In about a week, our paper Unifying Local Consistency and MAX SAT Relaxations for Scalable Inference with Rounding Guarantees by Steve, me, and Lise will appear at AISTATS in San Diego. (Steve will be giving a talk on it Monday morning.)
The paper title is a mouthful, and it includes a pretty technical result, so here’s a weak attempt at explaining the intuition and take-away messages.
The paper is about MAP inference, or finding the most likely state in a probability distribution. Specifically, it’s about MAP inference in what we are calling logical Markov random fields (MRFs), which are MRFs whose potentials are defined by weighted logical clauses of a particular form. We show equivalences between two different approaches (and a third bonus one) for approximating MAP inference in these logical MRFs. These equivalences are theoretically interesting, but at least as importantly, they allow us to get the benefits of each approach, leading to fast MAP approximations that have constant-factor approximation guarantees.
What’s special about logical MRFs is that MAP inference is equivalent to finding the maximum weighted satisfying assignment to the logical variables, aka the MAX SAT problem. On the surface, this equivalence doesn’t seem exciting, because it equates one NP-hard problem to another. What makes it exciting is that there are some nice approximation algorithms for MAX SAT with quality guarantees, and these algorithms can therefore be applied to get quality guarantees for MAP. Unfortunately, the approximation method by the famous computer science duo, Michael Goemans and David Williamson, requires solving a linear program (LP) that scales not-so-well in practice, when using off-the-shelf linear programming algorithms.
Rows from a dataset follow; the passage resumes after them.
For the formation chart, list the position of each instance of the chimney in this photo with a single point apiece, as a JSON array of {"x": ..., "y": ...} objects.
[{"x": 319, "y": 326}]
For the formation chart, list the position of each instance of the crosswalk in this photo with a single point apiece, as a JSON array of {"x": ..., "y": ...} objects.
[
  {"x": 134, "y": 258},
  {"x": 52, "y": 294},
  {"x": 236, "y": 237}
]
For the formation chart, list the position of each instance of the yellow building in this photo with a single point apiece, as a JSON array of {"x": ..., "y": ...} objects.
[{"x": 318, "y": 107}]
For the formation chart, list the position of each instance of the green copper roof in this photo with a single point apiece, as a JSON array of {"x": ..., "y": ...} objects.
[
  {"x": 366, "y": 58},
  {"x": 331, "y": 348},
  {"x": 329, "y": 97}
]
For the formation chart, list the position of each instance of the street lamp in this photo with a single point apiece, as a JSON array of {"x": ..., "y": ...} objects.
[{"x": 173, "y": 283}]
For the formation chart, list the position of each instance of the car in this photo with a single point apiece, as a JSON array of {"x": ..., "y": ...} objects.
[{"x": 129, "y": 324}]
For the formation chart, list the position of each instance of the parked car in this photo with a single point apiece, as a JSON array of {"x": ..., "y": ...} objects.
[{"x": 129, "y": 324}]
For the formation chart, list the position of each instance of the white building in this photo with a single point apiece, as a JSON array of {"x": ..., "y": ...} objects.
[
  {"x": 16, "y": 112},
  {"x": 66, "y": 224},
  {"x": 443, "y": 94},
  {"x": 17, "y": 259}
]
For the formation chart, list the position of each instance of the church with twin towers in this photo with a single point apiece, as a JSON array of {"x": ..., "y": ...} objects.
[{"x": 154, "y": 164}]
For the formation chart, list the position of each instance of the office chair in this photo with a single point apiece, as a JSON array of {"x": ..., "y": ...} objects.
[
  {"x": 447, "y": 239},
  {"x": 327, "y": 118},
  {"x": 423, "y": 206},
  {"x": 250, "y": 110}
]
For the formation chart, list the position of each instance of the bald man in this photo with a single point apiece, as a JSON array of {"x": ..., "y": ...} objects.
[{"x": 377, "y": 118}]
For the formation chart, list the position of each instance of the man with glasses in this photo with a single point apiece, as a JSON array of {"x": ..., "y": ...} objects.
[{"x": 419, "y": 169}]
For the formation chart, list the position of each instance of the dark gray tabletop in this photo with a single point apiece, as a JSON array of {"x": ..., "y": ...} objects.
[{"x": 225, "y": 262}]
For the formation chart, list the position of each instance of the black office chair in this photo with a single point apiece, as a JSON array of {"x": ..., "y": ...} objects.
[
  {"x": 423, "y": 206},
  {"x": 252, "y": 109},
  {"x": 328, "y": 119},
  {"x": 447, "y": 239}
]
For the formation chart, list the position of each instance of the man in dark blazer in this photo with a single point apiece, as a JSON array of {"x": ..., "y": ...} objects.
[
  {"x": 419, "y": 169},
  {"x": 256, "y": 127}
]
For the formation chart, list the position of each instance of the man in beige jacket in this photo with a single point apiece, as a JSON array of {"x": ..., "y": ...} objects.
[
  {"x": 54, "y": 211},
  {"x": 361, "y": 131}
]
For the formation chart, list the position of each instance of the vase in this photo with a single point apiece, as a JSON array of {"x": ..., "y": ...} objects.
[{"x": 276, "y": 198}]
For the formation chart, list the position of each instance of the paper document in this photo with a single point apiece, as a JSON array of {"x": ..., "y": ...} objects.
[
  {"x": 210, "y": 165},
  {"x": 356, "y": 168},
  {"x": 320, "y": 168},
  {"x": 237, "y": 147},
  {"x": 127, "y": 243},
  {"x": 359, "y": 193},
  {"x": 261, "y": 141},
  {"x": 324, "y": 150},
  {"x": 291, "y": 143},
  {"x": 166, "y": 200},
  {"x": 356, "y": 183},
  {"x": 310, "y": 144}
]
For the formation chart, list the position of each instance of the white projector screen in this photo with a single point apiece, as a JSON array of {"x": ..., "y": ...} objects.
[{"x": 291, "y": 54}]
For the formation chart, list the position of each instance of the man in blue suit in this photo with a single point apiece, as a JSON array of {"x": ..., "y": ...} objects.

Another approach for approximating MAP inference borrows from recent developments on doing fast inference in MRFs using local-consistency relaxations. At a very high level, these approaches relax the space of possible marginal probabilities (i.e., the marginal polytope) to a simpler space that only requires local consistency between marginal probabilities of variables and factors (i.e., the local marginal polytope). By solving the corresponding optimization over this simpler, relaxed set of constraints, many very fast message-passing algorithms have been discovered in the past few years. So it’s natural to try to use one of these local-consistency relaxation message-passing algorithms to do MAP inference in a logical MRF.
The main result we show in the paper is that these two seemingly different approaches are equivalent. This equivalence means that when we use these fast-in-practice local-consistency relaxation algorithms that pass messages to quickly find an approximate solution, we’re also able to get the solution to the linear-program subproblem of the MAX SAT approximation algorithm. Using the LP solution, we can perform a special rounding scheme that guarantees a constant-factor approximation.
The last bonus equivalence is that both of these approaches are also equivalent to the linear form of a hinge-loss Markov random field, which we’ve been studying over the past few years as a powerful class of probabilistic models with efficiently optimizable energy functions. The conversion from logic to hinge-loss MRFs (i.e., the principles behind probabilistic soft logic) had previously been motivated by connections to fuzzy logic, and now we have these other relationships to MAX SAT relaxation and local-consistency relaxation.
Behind the scenes, this last bonus piece is how we happened to find these equivalences. We initially were working with these hinge-loss MRFs and we had thought that these other approaches to doing inference in logically-defined MRFs seemed so different, that it’d be interesting to compare them. So we ran a few tests and discovered they were behaving similarly… very similarly; they were returning solutions with differences that were small enough to be numerical errors. This surprising behavior led to confusion, derivations, and finally understanding.
Finally, the super weird part: any (nondeterministic factored) discrete MRF can be converted to an equivalent logical MRF. This, in some sense, means the constant-factor quality guarantees that come from the equivalence between logical MRF inference and MAX SAT, also apply to any discrete MRF. But along the way of converting a discrete MRF to the restricted logical MRF form, the strength of this constant-factor guarantee must be weakened, especially since we know that MAP can’t be approximated to a constant factor unless P = NP. But it’s still an open question how this all fits together. Check out the paper, and maybe we can brainstorm about this in San Diego.